5. Why It Is Important to Learn This Concept

Real-World Impact

  • A model that overfits can appear perfect in training but fail catastrophically in production — expensive and risky. ([Cross Validated][4])
  • A model that underfits discards potential insights, resulting in poor performance and misguided decisions.
  • Understanding the bias–variance trade‐off helps you design models that perform well on unseen data, not just the training set.

Project Efficiency

  • Helps in choosing the right model complexity, hyperparameters, and feature engineering strategy.
  • Aids in diagnosing issues when a model behaves unexpectedly (e.g., training accuracy high but test accuracy low).
  • Supports effective use of cross‐validation, regularisation and better ML workflow.

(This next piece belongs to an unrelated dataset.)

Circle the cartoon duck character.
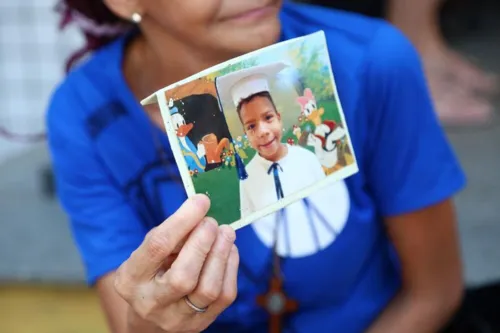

Professional & Career Growth

  • Employers value ML practitioners who know how to generalise models rather than simply fit the training set.
  • Demonstrating ability to trade off bias vs variance shows maturity in ML thinking.
  • Fundamental for roles in data science, machine learning engineering, model governance and reliability.

Theoretical Foundations

  • Bias–variance decomposition is a core theoretical framework in supervised learning. ([Wikipedia][2])
  • Helps understand why some algorithms generalise better than others, and why bigger is not always better in ML.

6. Summary & Key Takeaways

  • Underfitting: too simple a model → high bias → poor training & test performance.
  • Overfitting: too complex a model (or too little data) → high variance → good training, poor test performance.
  • Bias–Variance Trade-Off: managing model complexity to balance bias and variance → best generalisation.
  • Use diagnostics: learning curves, train/test error gap.
  • Techniques: regularisation, more data, simpler model, feature engineering, cross‐validation.
  • For interviews: talk about error vs complexity curves, examples, and how you would fix issues.
  • For exams: know definitions, diagrams, signs, causes & remedies.

7. Final Thoughts

The journey from underfitting to overfitting is one of finding “just enough” complexity. Think of a recipe: too bland (underfit) or too spicy (overfit) – the goal is the perfect balance. In machine learning, that balance is your model’s ability to generalise well.

Always ask:

“Is my model learning the pattern or just memorising noise?”

By mastering these concepts — underfitting, overfitting and the bias–variance trade-off — you’ll be equipped to build robust, real‐world machine learning models that perform well beyond the training data.